Der Vaccinobus Réunion auf Tour, © Ortwin Ziemer

Die dritte Welle

Am 31. März 2021 verhängt der Staatspräsident angesichts der „dritten Welle“ den dritten nationalen Lockdown. Auf Réunion passt Präfekt Jacques Billant die Maßnahmen erneut mit Ausnahmeregelungen an (z. B. bezüglich Schulsporthallen, öffentliche Mediatheken und Stadtbibliotheken), obwohl sich die epidemische Situation auf der Insel deutlich zugespitzt hat. So sind 93 % Prozent der Aufnahmekapazitäten der Intensivstationen mit Beatmungsgeräten Anfang April 2021 erschöpft.

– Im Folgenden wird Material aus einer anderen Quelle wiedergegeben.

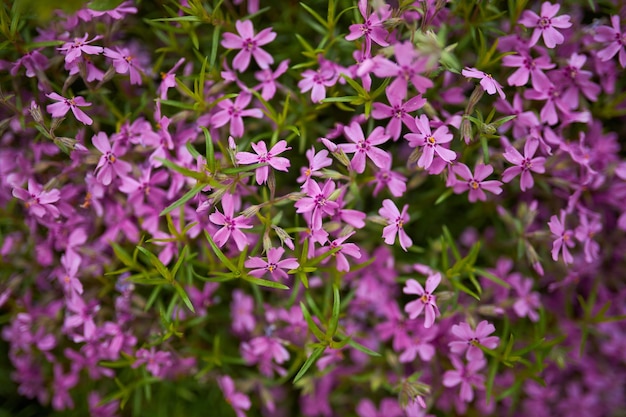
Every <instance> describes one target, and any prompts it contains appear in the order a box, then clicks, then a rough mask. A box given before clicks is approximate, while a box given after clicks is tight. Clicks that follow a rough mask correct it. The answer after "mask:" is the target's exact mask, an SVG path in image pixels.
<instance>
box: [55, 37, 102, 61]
mask: <svg viewBox="0 0 626 417" xmlns="http://www.w3.org/2000/svg"><path fill="white" fill-rule="evenodd" d="M88 37H89V34H88V33H86V34H85V36H83V37H82V38H74V42H67V43H66V44H64V45H63V46H61V47H59V48H57V50H59V51H61V52H63V53H64V54H65V62H66V63H68V64H69V63H71V62H74V61H76V60H77V59H78V58H80V57H81V55H82V54H87V55H97V54H101V53H103V52H104V48H103V47H101V46H93V45H89V44H90V43H91V42H93V41H95V40H98V39H100V38H102V36H96V37H94V38H93V39H92V40H90V41H88V40H87V38H88Z"/></svg>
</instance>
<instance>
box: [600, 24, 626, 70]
mask: <svg viewBox="0 0 626 417" xmlns="http://www.w3.org/2000/svg"><path fill="white" fill-rule="evenodd" d="M619 19H620V17H619V16H618V15H615V16H611V25H612V26H613V27H609V26H600V27H599V28H597V29H596V34H595V36H594V37H593V40H594V41H596V42H602V43H608V45H607V46H606V47H605V48H604V49H602V50H601V51H598V58H600V59H601V60H602V61H608V60H609V59H611V58H613V57H614V56H615V54H617V53H618V52H619V64H620V65H621V66H622V68H626V48H624V46H625V45H626V34H622V29H621V28H620V25H619Z"/></svg>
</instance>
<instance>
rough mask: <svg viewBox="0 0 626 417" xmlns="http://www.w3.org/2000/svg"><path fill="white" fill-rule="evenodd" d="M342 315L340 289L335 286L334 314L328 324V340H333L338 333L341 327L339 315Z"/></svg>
mask: <svg viewBox="0 0 626 417" xmlns="http://www.w3.org/2000/svg"><path fill="white" fill-rule="evenodd" d="M340 313H341V298H340V294H339V287H338V286H336V285H333V314H332V316H331V317H330V322H329V323H328V329H327V330H326V338H327V339H328V340H331V339H332V338H333V336H334V335H335V332H337V326H338V325H339V314H340Z"/></svg>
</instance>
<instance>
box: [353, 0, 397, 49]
mask: <svg viewBox="0 0 626 417" xmlns="http://www.w3.org/2000/svg"><path fill="white" fill-rule="evenodd" d="M367 4H368V1H367V0H359V11H360V12H361V16H363V20H364V22H363V23H357V24H353V25H350V27H349V29H350V33H348V34H347V35H346V40H348V41H354V40H356V39H359V38H360V37H362V36H363V37H365V54H366V55H370V51H371V49H372V41H374V42H376V43H377V44H378V45H380V46H389V43H388V42H387V40H386V39H387V36H388V35H389V33H388V32H387V29H385V26H384V24H383V22H384V21H385V20H386V19H388V18H389V17H390V16H391V10H390V8H389V5H384V6H383V7H381V9H380V10H379V11H378V12H374V13H372V14H370V15H368V14H367Z"/></svg>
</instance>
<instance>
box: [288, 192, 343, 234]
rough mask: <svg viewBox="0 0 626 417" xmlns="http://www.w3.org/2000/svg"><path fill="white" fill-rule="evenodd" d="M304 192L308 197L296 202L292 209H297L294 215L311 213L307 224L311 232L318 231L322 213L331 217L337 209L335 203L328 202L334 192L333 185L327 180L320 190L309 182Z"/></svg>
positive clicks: (321, 216)
mask: <svg viewBox="0 0 626 417" xmlns="http://www.w3.org/2000/svg"><path fill="white" fill-rule="evenodd" d="M304 191H305V192H306V193H307V194H308V197H304V198H301V199H300V200H298V201H296V203H295V204H294V207H296V208H297V209H298V210H297V211H296V213H311V217H310V219H309V224H310V225H311V228H312V229H313V230H319V229H321V228H322V216H323V215H324V213H326V214H330V215H332V214H334V212H335V209H336V208H337V207H339V205H338V204H337V203H336V202H335V201H332V200H329V198H330V196H331V194H332V193H333V192H334V191H335V183H334V182H333V181H332V180H327V181H326V183H325V184H324V188H320V186H319V184H318V183H317V182H315V181H309V182H308V183H307V185H306V187H305V190H304Z"/></svg>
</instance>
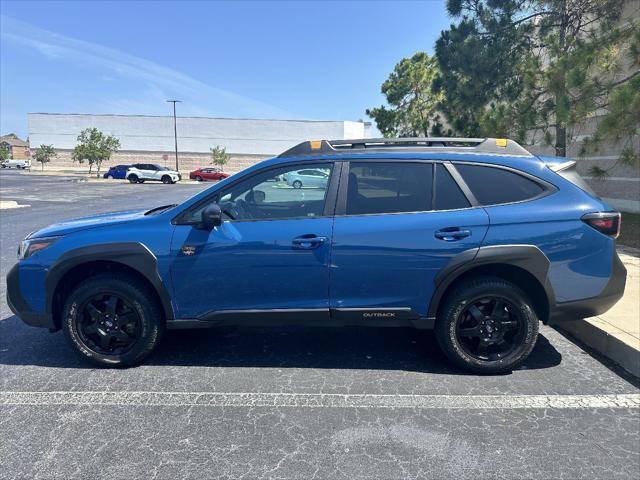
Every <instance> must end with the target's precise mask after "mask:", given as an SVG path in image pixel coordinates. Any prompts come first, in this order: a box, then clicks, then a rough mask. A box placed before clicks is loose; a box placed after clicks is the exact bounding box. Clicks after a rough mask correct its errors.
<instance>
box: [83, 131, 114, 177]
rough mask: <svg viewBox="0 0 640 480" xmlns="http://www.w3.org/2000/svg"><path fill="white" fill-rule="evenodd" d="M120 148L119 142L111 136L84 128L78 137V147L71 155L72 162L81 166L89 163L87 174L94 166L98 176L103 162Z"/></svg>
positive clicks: (99, 131)
mask: <svg viewBox="0 0 640 480" xmlns="http://www.w3.org/2000/svg"><path fill="white" fill-rule="evenodd" d="M119 148H120V140H118V139H117V138H116V137H113V136H111V135H105V134H104V133H102V132H101V131H100V130H98V129H97V128H86V129H84V130H82V131H81V132H80V135H78V145H76V147H75V148H74V149H73V153H72V154H71V156H72V158H73V160H74V161H76V162H78V163H80V164H82V163H83V162H85V161H86V162H88V163H89V174H91V170H92V168H93V166H94V165H95V166H96V168H97V175H98V176H100V166H101V165H102V162H104V161H105V160H109V159H110V158H111V155H112V154H113V153H115V152H117V151H118V149H119Z"/></svg>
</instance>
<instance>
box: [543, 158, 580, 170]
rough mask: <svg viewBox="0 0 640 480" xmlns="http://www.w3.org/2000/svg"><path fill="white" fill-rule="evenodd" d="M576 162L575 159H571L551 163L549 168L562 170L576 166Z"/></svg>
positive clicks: (552, 169) (550, 168)
mask: <svg viewBox="0 0 640 480" xmlns="http://www.w3.org/2000/svg"><path fill="white" fill-rule="evenodd" d="M575 164H576V162H574V161H573V160H569V161H568V162H563V163H554V164H551V165H549V168H550V169H551V170H553V171H554V172H561V171H562V170H567V169H569V168H571V167H574V166H575Z"/></svg>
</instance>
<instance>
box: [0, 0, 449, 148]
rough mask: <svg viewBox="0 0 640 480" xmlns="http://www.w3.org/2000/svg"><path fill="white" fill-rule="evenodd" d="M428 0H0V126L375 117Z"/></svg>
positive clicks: (382, 100) (433, 36) (409, 52)
mask: <svg viewBox="0 0 640 480" xmlns="http://www.w3.org/2000/svg"><path fill="white" fill-rule="evenodd" d="M450 23H451V21H450V19H449V18H448V17H447V15H446V12H445V6H444V0H437V1H413V2H411V1H409V2H405V1H348V2H347V1H317V2H311V1H297V2H296V1H277V2H276V1H257V2H253V1H233V2H223V1H193V2H189V1H180V2H177V1H108V2H106V1H105V2H102V1H95V0H92V1H84V2H82V1H63V2H58V1H42V2H40V1H14V0H8V1H7V0H0V133H2V134H7V133H10V132H12V133H16V134H18V135H20V136H21V137H23V138H24V137H25V136H26V135H27V115H26V114H27V112H63V113H111V114H146V115H169V114H171V113H172V111H171V107H170V104H168V103H166V100H167V99H179V100H182V103H180V104H178V107H177V110H178V116H214V117H239V118H280V119H313V120H359V119H364V120H370V119H369V118H368V117H367V116H366V113H365V110H366V109H367V108H371V107H375V106H378V105H380V104H382V103H383V102H384V97H383V96H382V94H381V93H380V86H381V84H382V82H383V81H384V80H385V79H386V78H387V76H388V75H389V73H390V72H391V71H392V69H393V67H394V65H395V64H396V63H397V62H398V61H399V60H400V59H401V58H403V57H407V56H411V55H413V54H414V53H415V52H417V51H426V52H428V53H430V54H432V53H433V46H434V43H435V41H436V39H437V38H438V36H439V34H440V31H441V30H443V29H445V28H447V27H448V26H449V24H450Z"/></svg>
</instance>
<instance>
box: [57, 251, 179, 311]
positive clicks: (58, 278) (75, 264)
mask: <svg viewBox="0 0 640 480" xmlns="http://www.w3.org/2000/svg"><path fill="white" fill-rule="evenodd" d="M95 261H108V262H113V263H119V264H122V265H126V266H127V267H130V268H132V269H133V270H135V271H136V272H138V273H139V274H141V275H142V276H143V277H144V278H145V279H147V280H148V281H149V283H150V284H151V285H152V286H153V288H154V289H155V291H156V293H157V294H158V297H159V298H160V302H161V303H162V310H163V312H164V315H165V319H166V320H173V319H174V313H173V307H172V305H171V297H170V296H169V293H168V292H167V289H166V287H165V285H164V283H163V282H162V279H161V278H160V274H159V273H158V260H157V258H156V256H155V255H154V254H153V253H152V252H151V251H150V250H149V249H148V248H147V247H146V246H145V245H143V244H142V243H140V242H121V243H100V244H96V245H88V246H86V247H80V248H76V249H73V250H69V251H68V252H66V253H65V254H63V255H62V256H60V258H59V259H58V260H57V261H56V262H55V263H54V264H53V265H52V266H51V268H50V269H49V272H48V273H47V277H46V278H45V291H46V294H47V303H46V313H47V314H48V315H52V314H53V302H54V293H55V291H56V288H57V286H58V284H59V282H60V280H61V279H62V278H63V277H64V275H65V274H66V273H67V272H69V271H70V270H71V269H72V268H74V267H77V266H78V265H81V264H83V263H89V262H95Z"/></svg>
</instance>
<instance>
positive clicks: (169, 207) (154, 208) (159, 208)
mask: <svg viewBox="0 0 640 480" xmlns="http://www.w3.org/2000/svg"><path fill="white" fill-rule="evenodd" d="M177 206H178V204H177V203H172V204H171V205H163V206H162V207H156V208H152V209H151V210H149V211H148V212H145V213H144V214H145V215H152V214H154V213H160V212H163V211H165V210H169V209H170V208H173V207H177Z"/></svg>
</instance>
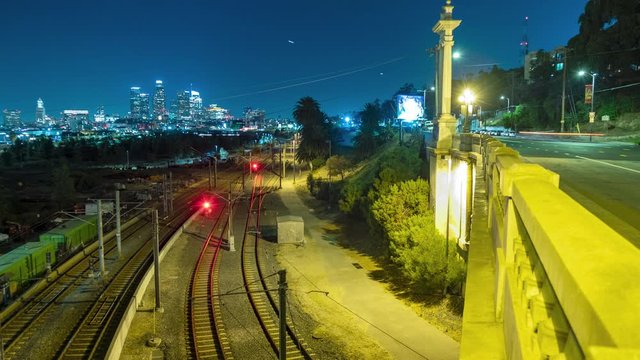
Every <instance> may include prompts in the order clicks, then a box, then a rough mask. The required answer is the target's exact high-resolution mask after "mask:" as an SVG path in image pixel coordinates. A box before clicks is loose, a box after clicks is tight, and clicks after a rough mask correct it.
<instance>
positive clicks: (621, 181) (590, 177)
mask: <svg viewBox="0 0 640 360" xmlns="http://www.w3.org/2000/svg"><path fill="white" fill-rule="evenodd" d="M500 141H502V142H504V143H505V144H506V145H507V146H509V147H511V148H513V149H515V150H517V151H518V152H520V155H521V156H522V157H523V158H524V159H526V160H527V161H529V162H532V163H536V164H539V165H541V166H543V167H545V168H546V169H549V170H551V171H553V172H556V173H558V174H559V175H560V188H561V189H562V190H563V191H564V192H566V193H567V194H568V195H570V196H571V197H572V198H573V199H574V200H576V201H577V202H579V203H580V204H581V205H582V206H584V207H585V208H586V209H587V210H589V211H590V212H591V213H593V214H594V215H596V216H597V217H599V218H600V219H601V220H603V221H604V222H605V223H607V224H608V225H609V226H610V227H611V228H613V229H614V230H615V231H617V232H618V233H619V234H621V235H622V236H624V237H625V238H627V239H628V240H629V241H630V242H631V243H633V244H634V245H635V246H636V247H638V248H640V191H638V184H640V146H638V145H634V144H631V143H623V142H599V143H589V142H577V141H556V140H547V139H535V138H528V137H518V138H500Z"/></svg>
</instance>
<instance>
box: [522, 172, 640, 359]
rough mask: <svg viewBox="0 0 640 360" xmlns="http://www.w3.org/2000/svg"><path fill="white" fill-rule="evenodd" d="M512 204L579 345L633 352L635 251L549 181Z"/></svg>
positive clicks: (526, 182) (639, 318)
mask: <svg viewBox="0 0 640 360" xmlns="http://www.w3.org/2000/svg"><path fill="white" fill-rule="evenodd" d="M513 201H514V203H515V205H516V208H517V211H518V214H519V215H520V217H521V219H522V221H523V223H524V224H525V226H526V228H527V232H528V234H529V236H530V238H531V241H532V243H533V244H534V246H535V249H536V252H537V254H538V256H539V258H540V261H541V262H542V264H543V266H544V269H545V271H546V273H547V276H548V278H549V280H550V282H551V284H552V286H553V289H554V291H555V292H556V295H557V297H558V299H559V302H560V304H561V305H562V308H563V310H564V313H565V314H566V316H567V319H568V320H569V322H570V324H571V327H572V329H573V332H574V333H575V335H576V338H577V339H578V342H579V343H580V346H581V347H582V348H583V349H589V348H590V347H592V346H604V347H618V348H631V349H637V348H638V347H639V344H640V331H636V330H637V329H638V324H640V301H638V299H640V286H639V285H638V279H640V266H639V264H640V250H638V249H637V248H636V247H635V246H633V245H632V244H630V243H629V242H628V241H627V240H626V239H624V238H623V237H622V236H620V235H619V234H618V233H616V232H615V231H613V230H612V229H611V228H609V227H608V226H607V225H606V224H604V223H603V222H602V221H601V220H600V219H598V218H597V217H596V216H594V215H593V214H591V213H589V212H588V211H587V210H586V209H584V208H583V207H582V206H580V205H579V204H578V203H577V202H576V201H575V200H573V199H571V198H570V197H569V196H568V195H567V194H565V193H564V192H562V191H560V190H559V189H558V188H557V187H556V186H554V185H553V184H551V183H549V182H548V181H541V180H537V179H532V178H527V179H515V180H514V184H513ZM634 329H636V330H634Z"/></svg>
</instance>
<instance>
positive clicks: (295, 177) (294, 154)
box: [291, 134, 298, 184]
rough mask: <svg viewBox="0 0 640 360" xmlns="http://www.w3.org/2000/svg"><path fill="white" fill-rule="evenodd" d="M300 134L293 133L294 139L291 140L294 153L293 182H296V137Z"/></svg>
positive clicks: (292, 154) (293, 154) (293, 164)
mask: <svg viewBox="0 0 640 360" xmlns="http://www.w3.org/2000/svg"><path fill="white" fill-rule="evenodd" d="M297 135H298V134H294V135H293V141H292V142H291V150H292V151H291V154H292V155H293V183H294V184H295V183H296V137H297Z"/></svg>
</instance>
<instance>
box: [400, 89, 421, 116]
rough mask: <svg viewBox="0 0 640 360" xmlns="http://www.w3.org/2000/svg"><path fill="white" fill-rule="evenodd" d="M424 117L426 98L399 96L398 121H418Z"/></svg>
mask: <svg viewBox="0 0 640 360" xmlns="http://www.w3.org/2000/svg"><path fill="white" fill-rule="evenodd" d="M423 115H424V98H423V97H422V96H416V95H398V119H400V120H408V121H413V120H418V119H421V118H422V117H423Z"/></svg>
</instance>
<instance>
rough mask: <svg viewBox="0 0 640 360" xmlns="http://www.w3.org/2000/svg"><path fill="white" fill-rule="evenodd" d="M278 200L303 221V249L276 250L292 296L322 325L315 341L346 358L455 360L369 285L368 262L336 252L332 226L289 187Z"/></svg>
mask: <svg viewBox="0 0 640 360" xmlns="http://www.w3.org/2000/svg"><path fill="white" fill-rule="evenodd" d="M278 194H279V196H280V198H281V200H282V202H283V203H284V204H285V206H286V207H287V210H288V212H289V213H290V214H293V215H298V216H301V217H302V218H303V219H304V221H305V238H306V243H305V245H304V246H293V245H281V246H280V250H279V260H280V262H281V264H282V266H284V267H285V268H286V269H287V272H288V280H289V281H288V282H289V289H290V293H291V296H295V297H296V299H297V300H298V301H299V302H300V303H301V304H303V306H304V307H305V311H306V312H307V313H309V314H310V315H311V316H312V317H314V318H315V320H317V321H318V322H319V323H321V324H323V325H322V326H321V327H320V328H318V329H316V331H315V333H314V335H317V336H318V337H326V338H331V341H334V342H337V343H338V344H340V345H341V347H342V350H344V351H343V353H344V355H345V358H376V359H379V358H394V359H432V360H433V359H457V358H458V352H459V344H458V343H457V342H456V341H454V340H453V339H451V338H450V337H448V336H447V335H446V334H444V333H442V332H440V331H439V330H437V329H436V328H435V327H433V326H432V325H430V324H429V323H427V322H426V321H425V320H424V319H422V318H420V317H419V316H418V315H417V314H416V313H415V312H414V311H413V310H412V309H411V308H410V307H408V306H407V305H405V304H404V303H403V302H402V300H400V299H397V298H396V297H395V296H394V295H393V294H391V293H390V292H389V291H387V290H386V289H385V286H384V284H382V283H380V282H378V281H375V280H373V279H372V278H371V274H370V272H371V271H375V270H377V268H376V265H375V263H374V262H373V261H372V259H371V258H369V257H368V256H365V255H362V254H359V253H357V252H356V251H353V250H349V249H344V248H342V247H340V246H339V245H338V244H337V241H336V235H335V231H334V230H335V229H336V225H335V224H334V223H333V221H331V220H330V219H329V220H324V219H321V218H319V217H318V216H316V215H315V214H314V213H313V210H312V209H309V208H308V207H307V206H306V205H305V204H304V202H303V201H302V199H301V198H300V196H299V195H298V194H297V193H296V191H295V188H294V185H293V184H292V183H291V182H285V183H283V190H282V191H280V192H279V193H278Z"/></svg>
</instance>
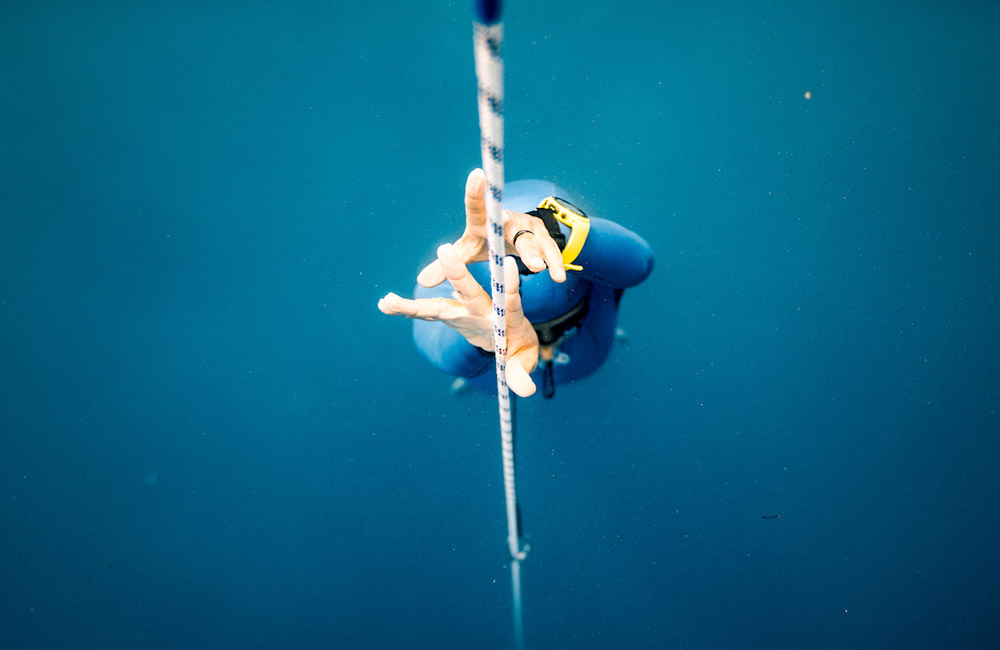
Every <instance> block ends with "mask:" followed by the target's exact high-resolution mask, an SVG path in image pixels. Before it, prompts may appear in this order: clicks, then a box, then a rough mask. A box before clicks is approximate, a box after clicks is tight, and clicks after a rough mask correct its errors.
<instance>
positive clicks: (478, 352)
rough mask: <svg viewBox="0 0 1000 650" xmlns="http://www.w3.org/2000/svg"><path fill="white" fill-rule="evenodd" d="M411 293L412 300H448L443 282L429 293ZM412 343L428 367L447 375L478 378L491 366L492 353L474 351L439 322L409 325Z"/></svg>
mask: <svg viewBox="0 0 1000 650" xmlns="http://www.w3.org/2000/svg"><path fill="white" fill-rule="evenodd" d="M413 293H414V297H415V298H446V297H450V296H451V286H450V285H449V284H448V283H447V282H445V283H442V284H440V285H438V286H436V287H434V288H432V289H427V288H425V287H422V286H420V285H417V287H416V289H414V292H413ZM413 341H414V342H415V343H416V344H417V349H418V350H419V351H420V353H421V354H422V355H424V357H426V358H427V360H428V361H430V362H431V364H433V365H434V366H435V367H436V368H438V369H439V370H443V371H444V372H446V373H448V374H449V375H455V376H457V377H466V378H469V377H478V376H479V375H481V374H483V373H484V372H486V371H487V370H489V369H491V368H492V367H493V366H494V357H493V353H492V352H486V351H485V350H481V349H480V348H477V347H476V346H474V345H472V344H471V343H469V342H468V341H467V340H465V337H463V336H462V335H461V334H459V333H458V332H457V331H455V330H454V329H452V328H450V327H448V326H447V325H445V324H444V323H442V322H440V321H433V322H431V321H422V320H415V321H413Z"/></svg>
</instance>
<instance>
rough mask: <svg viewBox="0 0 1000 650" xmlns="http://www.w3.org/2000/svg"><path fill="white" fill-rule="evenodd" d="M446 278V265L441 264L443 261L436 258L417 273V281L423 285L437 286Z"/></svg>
mask: <svg viewBox="0 0 1000 650" xmlns="http://www.w3.org/2000/svg"><path fill="white" fill-rule="evenodd" d="M444 280H445V275H444V267H442V266H441V262H440V261H438V260H434V261H433V262H431V263H430V264H428V265H427V266H425V267H424V269H423V270H422V271H421V272H420V273H419V274H417V283H418V284H420V286H422V287H427V288H428V289H430V288H431V287H436V286H437V285H439V284H441V283H442V282H444Z"/></svg>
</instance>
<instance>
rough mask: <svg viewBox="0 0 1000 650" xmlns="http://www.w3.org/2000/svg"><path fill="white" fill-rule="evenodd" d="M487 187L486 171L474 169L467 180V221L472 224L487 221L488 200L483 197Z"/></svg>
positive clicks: (480, 222) (465, 215) (467, 223)
mask: <svg viewBox="0 0 1000 650" xmlns="http://www.w3.org/2000/svg"><path fill="white" fill-rule="evenodd" d="M485 188H486V173H485V172H484V171H483V170H481V169H473V170H472V172H471V173H470V174H469V178H467V179H466V181H465V222H466V223H467V224H468V225H470V226H481V225H483V224H485V223H486V201H485V200H484V198H483V197H484V192H485ZM484 234H485V233H484Z"/></svg>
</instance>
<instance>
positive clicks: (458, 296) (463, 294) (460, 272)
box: [438, 244, 491, 311]
mask: <svg viewBox="0 0 1000 650" xmlns="http://www.w3.org/2000/svg"><path fill="white" fill-rule="evenodd" d="M438 261H440V262H441V268H443V269H444V272H445V275H446V276H448V282H450V283H451V288H452V289H454V290H455V293H457V294H458V299H459V300H461V301H462V302H463V303H464V304H465V305H466V307H468V308H470V311H475V310H476V309H477V308H479V309H480V310H481V308H482V307H483V301H484V300H485V301H486V302H491V301H490V297H489V296H488V295H486V292H485V291H484V290H483V288H482V287H481V286H479V283H478V282H476V279H475V278H474V277H472V274H471V273H469V269H468V268H467V267H466V266H465V263H464V262H462V260H461V259H459V257H458V253H457V252H456V251H455V247H454V246H452V245H451V244H443V245H442V246H441V247H439V248H438Z"/></svg>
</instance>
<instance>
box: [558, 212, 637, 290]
mask: <svg viewBox="0 0 1000 650" xmlns="http://www.w3.org/2000/svg"><path fill="white" fill-rule="evenodd" d="M574 263H575V264H579V265H580V266H582V267H583V270H582V271H579V273H580V274H581V275H583V277H585V278H586V279H588V280H590V281H591V282H595V283H597V284H603V285H605V286H609V287H613V288H615V289H628V288H629V287H634V286H636V285H637V284H639V283H640V282H642V281H643V280H645V279H646V276H648V275H649V274H650V272H651V271H652V270H653V249H652V248H650V246H649V244H647V243H646V240H644V239H643V238H642V237H640V236H639V235H637V234H635V233H634V232H632V231H631V230H629V229H627V228H625V227H624V226H620V225H618V224H617V223H615V222H613V221H608V220H607V219H600V218H598V217H591V218H590V232H589V233H588V235H587V241H586V242H585V243H584V245H583V249H581V251H580V254H579V255H578V256H577V258H576V259H575V260H574Z"/></svg>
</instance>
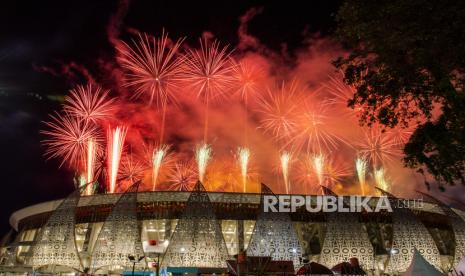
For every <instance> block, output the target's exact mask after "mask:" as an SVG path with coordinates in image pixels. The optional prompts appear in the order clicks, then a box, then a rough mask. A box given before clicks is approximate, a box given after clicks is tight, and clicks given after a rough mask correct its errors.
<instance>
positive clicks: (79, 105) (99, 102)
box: [63, 83, 115, 123]
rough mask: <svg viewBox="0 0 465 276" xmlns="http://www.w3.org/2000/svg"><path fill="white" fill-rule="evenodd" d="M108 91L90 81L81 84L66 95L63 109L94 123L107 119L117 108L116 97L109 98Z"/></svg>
mask: <svg viewBox="0 0 465 276" xmlns="http://www.w3.org/2000/svg"><path fill="white" fill-rule="evenodd" d="M108 93H109V91H108V90H105V91H104V90H102V88H101V87H100V86H97V85H92V84H90V83H89V84H87V86H82V85H79V86H77V87H76V89H73V90H71V91H70V95H69V96H66V98H65V104H64V106H63V109H64V110H65V111H66V112H67V113H68V114H70V115H71V116H74V117H76V118H80V119H82V120H86V121H91V122H94V123H95V122H96V121H98V120H104V119H107V118H108V117H110V116H111V114H112V113H113V111H114V108H115V106H114V99H111V98H109V96H108Z"/></svg>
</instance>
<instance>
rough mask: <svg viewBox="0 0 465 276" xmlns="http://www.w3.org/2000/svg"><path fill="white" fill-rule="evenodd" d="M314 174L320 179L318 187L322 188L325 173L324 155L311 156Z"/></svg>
mask: <svg viewBox="0 0 465 276" xmlns="http://www.w3.org/2000/svg"><path fill="white" fill-rule="evenodd" d="M311 160H312V163H311V164H312V167H313V172H314V173H315V175H316V177H317V179H318V185H320V186H322V185H323V183H324V176H325V175H324V173H325V156H324V155H323V154H321V153H320V154H314V155H312V156H311Z"/></svg>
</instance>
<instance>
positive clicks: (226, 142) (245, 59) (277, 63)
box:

Auf Réunion ist die südafrikanische Virusmutante angekommen und beginnt, sich rasant auszubereiten. Gastronomiebetriebe (Ausnahme: der Außer-Haus-Verkauf), Kinos, Theater, Kasinos, Fitnessstudios und Einzelhandelsgeschäfte in großen Einkaufszentren müssen wieder schließen – der Schulbetrieb hingegen, wenn auch in Form von Hybrid-Unterricht, geht weiter.

Die Impfquote mit den Vakzinen von BioNTech/Pfizer, Moderna, und Johnson & Johnson liegt am 19. Juni 2021 bei 25 % der Einwohnerinnen und Einwohnern (erste Impfdosis). 17,3 % sind zu diesem Zeitpunkt vollständig geimpft. Impfdosen stehen mittlerweile in ausreichender Anzahl zur Verfügung und sind wie in Kontinentalfrankreich ab 12 Jahren (bis zum 18. Lebensjahr mit Einwilligung der Erziehungsberechtigten) freigegeben. Verimpfungen sind auch bei niedergelassenen Ärzten, in Apotheken und dem mobilen Vaccinobus der Agence Régionale de Santé (ARS) möglich.

Catherine Cotto, die Leiterin des Vaccinobus Réunion, erklärt: „Der Impfbus hat den Vorteil, ohne Termin und administrativen Aufwand zugänglich zu sein. Wir hoffen sehr, dass er dazu anregen wird, sich verstärkt und massiv impfen zu lassen, was die einzige Möglichkeit ist, die immer noch deutlich zu geringe Impfrate auf Réunion zu erhöhen. Und dies ganz besonders in einem Moment, wo die sehr ansteckende, aus Indien stammende Delta-Virusmutante sich auf der Insel verstärkt auszubreiten beginnt und insbesondere junge Menschen infiziert. Zudem deuten erste Erkenntnisse darauf hin, dass die auf Réunion verwendeten Impfstoffe einen wirksamen Schutz dagegen bieten.“

Zugleich werden auf der Insel ab dem 1. Juli im Zuge der Aufhebung des nationalen Gesundheitsnotstandes die Maskenpflicht im Freien und auch die bislang noch bestehende nächtliche Ausgangssperre aufgehoben. Die Sperrstunde in Gaststätten liegt allerdings vorerst weiter bei 23 Uhr.

Die aktuelle Lage

Ende Juni 2021 ist die weitgehende Aufhebung der Einschränkungen wie im Mutterland, von der Präfektur offiziell „Covid-Deeskalationsplan“ genannt, unterdessen weiterhin ungewiss. Die 7-Tage-Inzidenz liegt immer noch bei etwa 150 neuen Fällen je 100.000 Einwohnerinnen und Einwohner (in Frankreich am 25. Juni 2021: 23,9). Das Auswärtige Amt warnt daher derzeit vor nicht notwendigen, touristischen Reisen in die französischen Überseegebiete Guadeloupe, Französisch-Guyana, Réunion und Saint-Martin. Dennoch ist Tourismus für Geimpfte wieder uneingeschränkt möglich. Es gelten die aktuellen Corona-Regeln vor Ort.

Dialog Dialogue

1 Kommentare/Commentaires

  1. Inzwischen wurde für die Überseedepartements Martinique und Réunion erneut der Gesundheitsnotstand verhängt; auf der Maskareneninsel zudem wieder mit nächtlicher Ausgangssperre, da der Inzidenzwert Mitte Juli 2021 bei ca. 170 liegt und die Impfrate weiter weniger als die Hälfte des Mutterlandes beträgt (wo am 14. Juli 2021 auch erst 39 von 100 Einwohnerinnen und Einwohnern vollständig geimpft sind).